Environmental Justice Organizer Freed After Controversial Jailing

On November 14, Detroit environmental justice organizer Siwatu-Salama Ra was released from prison pending appeal after being incarcerated for 258 days. Co-director of the East Michigan Environmental Action Council, Ra was sentenced to two years in prison following an incident in which she defended herself, her 2-year-old daughter, and her mother, longtime Sierra Club environmental justice organizer Rhonda Anderson, from an assailant by drawing a registered, unloaded gun. That's Ra, above right with Anderson, outside the correctional facility where Ra had been imprisoned.

In a reversal of his original -- and controversial -- decision, Wayne County (Detroit) Circuit Court Judge Donald Knapp ruled that Ra was not a danger to others, and should be released to be at home with her family while the appeals process plays out.
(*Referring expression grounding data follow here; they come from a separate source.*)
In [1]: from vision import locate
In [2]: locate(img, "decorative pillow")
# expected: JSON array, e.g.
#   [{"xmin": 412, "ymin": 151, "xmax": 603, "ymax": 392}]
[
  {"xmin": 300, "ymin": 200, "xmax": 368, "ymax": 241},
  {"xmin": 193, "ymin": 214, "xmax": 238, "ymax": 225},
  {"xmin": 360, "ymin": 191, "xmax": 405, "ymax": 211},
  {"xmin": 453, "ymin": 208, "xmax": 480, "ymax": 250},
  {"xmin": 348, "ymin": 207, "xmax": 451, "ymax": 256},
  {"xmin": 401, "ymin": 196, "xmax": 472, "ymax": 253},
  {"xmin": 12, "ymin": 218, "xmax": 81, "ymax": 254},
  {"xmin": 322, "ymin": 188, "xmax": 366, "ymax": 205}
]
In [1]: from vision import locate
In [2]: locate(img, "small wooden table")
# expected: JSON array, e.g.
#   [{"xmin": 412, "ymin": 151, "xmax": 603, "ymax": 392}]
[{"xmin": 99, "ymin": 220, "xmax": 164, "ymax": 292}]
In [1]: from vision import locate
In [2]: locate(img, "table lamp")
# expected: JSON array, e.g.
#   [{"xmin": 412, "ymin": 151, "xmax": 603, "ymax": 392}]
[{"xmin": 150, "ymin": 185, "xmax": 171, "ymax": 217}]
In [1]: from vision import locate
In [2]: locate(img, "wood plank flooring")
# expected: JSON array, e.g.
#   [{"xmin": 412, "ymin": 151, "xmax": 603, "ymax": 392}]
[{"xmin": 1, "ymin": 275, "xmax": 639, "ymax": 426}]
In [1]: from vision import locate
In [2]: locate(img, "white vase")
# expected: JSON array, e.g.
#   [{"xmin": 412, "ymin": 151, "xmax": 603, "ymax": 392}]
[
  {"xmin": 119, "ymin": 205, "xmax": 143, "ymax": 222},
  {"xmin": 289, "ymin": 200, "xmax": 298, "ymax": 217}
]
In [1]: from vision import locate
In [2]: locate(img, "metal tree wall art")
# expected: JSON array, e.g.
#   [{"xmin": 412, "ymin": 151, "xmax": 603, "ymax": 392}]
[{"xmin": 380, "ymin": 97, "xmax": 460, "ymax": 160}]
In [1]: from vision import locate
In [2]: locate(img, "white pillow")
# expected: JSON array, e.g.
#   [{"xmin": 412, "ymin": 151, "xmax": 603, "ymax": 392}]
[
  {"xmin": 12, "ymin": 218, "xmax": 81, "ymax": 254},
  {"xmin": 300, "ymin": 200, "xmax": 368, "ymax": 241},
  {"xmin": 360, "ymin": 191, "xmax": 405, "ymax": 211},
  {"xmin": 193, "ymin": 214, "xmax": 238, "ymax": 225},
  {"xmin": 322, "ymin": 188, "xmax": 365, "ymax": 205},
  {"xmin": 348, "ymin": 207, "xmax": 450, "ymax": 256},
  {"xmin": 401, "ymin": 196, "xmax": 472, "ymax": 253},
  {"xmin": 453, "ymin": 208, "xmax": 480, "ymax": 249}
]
Ra was the mother of a three-year-old and seven months pregnant when she was jailed last spring; she gave birth to a son while in prison, under the watch of prison guards. At the time of her jailing, Ra was taking on polluters like the Detroit Renewable Power trash incinerator and Southwest Detroit's Marathon Oilf refinery, where tar sands crude oil is processed.

“Siwatu-Salama Ra is a powerful and inspiring leader in the Michigan environmental justice community, and a member of the Sierra Club family," Sierra Club executive director Michael Brune said at the time of Ra's sentencing. "[She] has spent her life fighting environmental injustice and pushing back against the big polluters who are violating the law and poisoning her community. Her story underscores the reality that our struggles are all deeply connected -- from environmental justice to the fight against racialized oppression in the criminal justice system.”